Essa relativização, como dito, não é uniforme. A crise do coronavírus foi mais óbvia no setor de fármacos.
Talvez 80% dos insumos consumidos no Brasil venham da China e da Índia, que restringiu exportações por motivos de biossegurança: no aperto, os países priorizam seus habitantes.
Nos EUA, a importação é de 72%. Máscaras cirúrgicas, item essencial hoje, são 95% importadas da China, o que levou o governo a aplicar um ato de tempos de guerra para eventualmente forçar empresas a redirecionar suas linhas de produção.
Segundo o Instituto de Gestão de Suprimentos (EUA), a mais tradicional instituição de estudos sobre o tema do mundo, havia pouco preparo para a crise.
Em março, o instituto fez uma pesquisa com 628 grandes integrantes americanos de cadeias globais para aferir o impacto da paralisação da produção chinesa devido à emergência sanitária.

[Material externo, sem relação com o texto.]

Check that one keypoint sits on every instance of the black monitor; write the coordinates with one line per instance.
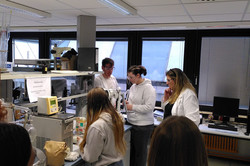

Nada menos do que 44% dos ouvidos disseram não ter planos de contingência na área, e 75% deles relataram algum tipo de interrupção de seus fornecedores chineses.
No Brasil, o setor químico é um dos mais preocupados com o desenvolvimento da crise. Há quatro anos, 30% de seus insumos vinham de fora; hoje o índice é de 43%.
"Nós temos escala global para produzir muitas coisas, mas hoje importamos ureia e amônia para fertilizantes", diz Ciro Marino, presidente da Abiquim (Associação Brasileira da Indústria Química).
O setor virou um caso de estudo no começo da pandemia. O Brasil tem álcool de sobra, mas não produzia o espessante para fazer a agora imprescindível versão em gel.
O resultado foi a conversão de algumas linhas, como na Dow, para a produção do insumo que sumiu do mercado.
Para Marino, "o mundo se acostumou a essa globalização". "Nós não fazemos farmoquímicos para os defensivos agrícolas. É uma questão de biossegurança, de segurança alimentar", diz.
Ele admite que a transição para alguma nacionalização do setor não será nem fácil, nem rápida, especialmente com a saída progressiva da Petrobras do ramo petroquímico nos últimos anos.
Há entraves. Diversos setores entregaram ao Ministério da Economia um estudo mostrando que só a logística do custo Brasil custa anualmente ao país R$ 1,5 trilhão acima do custo médio de países da OCDE, o clube de economias mais avançadas.
Marino vê áreas que podem avançar mais rapidamente, como a exploração de gás natural liquefeito. Hoje, o gás nos EUA custa cerca de R$ 10 por milhão de BTUs (unidade métrica britânica, em inglês). Na Europa, é o dobro, e, no Brasil, cinco vezes mais.
A pasta de Paulo Guedes informou que está em discussões com diversos setores, mas que o foco agora são os impactos mais emergenciais da crise. Além disso, a equipe econômica tende a ver com desconfiança a ideia de nacionalizações que não obedeçam a lógicas de mercado.